Édison Preciado

Personal information
- Full name: Édison Andres Preciado Bravo
- Date of birth: 18 April 1986 (age 40)
- Place of birth: Huaquillas, El Oro, Ecuador
- Height: 1.70 m (5 ft 7 in)
- Position: Forward

Team information
- Current team: Liga de Cuenca (Liga Deportiva de Cuenca)

Youth career
- 2001–2002: Audaz Octubrino
- 2003–2004: Deportivo Cuenca

Senior career*
- Years: Team / Apps / (Gls)
- 2005–2009: Deportivo Cuenca / 108 / (24)
- 2007: → Técnico Univ. (loan) / 21 / (12)
- 2010–2013: El Nacional / 136 / (31)
- 2013–2015: Atlético San Luis / 31 / (8)
- 2015: El Nacional / 19 / (3)
- 2016: Delfín / 34 / (5)
- 2017–2020: Deportivo Cuenca / 88 / (6)
- 2020: Gualaceo / ? / (2)
- 2020–2021: Orense / 9 / (0)
- 2021–2022: Aviced FC
- 2023: Liga De Cuenca

International career
- 2010: Ecuador / 2 / (0)

= Édison Preciado =

Ecuadorian footballer (born 1986)

Édison Andres Preciado Bravo (born April 18, 1986) is an Ecuadorian footballer currently playing for Liga de Cuenca (Liga Deportiva de Cuenca).

==Club career==
Preciado started his professional career at Audaz Octubrino but was soon sold to Deportivo Cuenca.

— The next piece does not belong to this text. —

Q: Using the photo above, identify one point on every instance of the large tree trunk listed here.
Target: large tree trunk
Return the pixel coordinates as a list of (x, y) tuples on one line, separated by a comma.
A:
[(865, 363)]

He played 3 seasons with Cuenca and was soon noted for his goal scoring ability. However, his real success was shown in the 2009 season. After Cuenca qualified for the Copa Libertadores 2009, Preciado scored the only goal in a 1–0 home win against Boca Juniors. He signed for Ecuadorian giants El Nacional on January 6, 2009,

After two years in Mexican club Atletico San Luis, Preciado left the club in the summer 2015, as the parties couldn't agree on a contract extension. In July 2015, he returned to his former club El Nacional. In January 2016, Preciado moved to Delfín SC.

In January 2017, Preciado returned to Deportivo Cuenca where he played the next three years. In March 2020, he joined Gualaceo SC. In November 2020, Preciado joined Orense.

In the summer 2021, Preciado joined Aviced FC.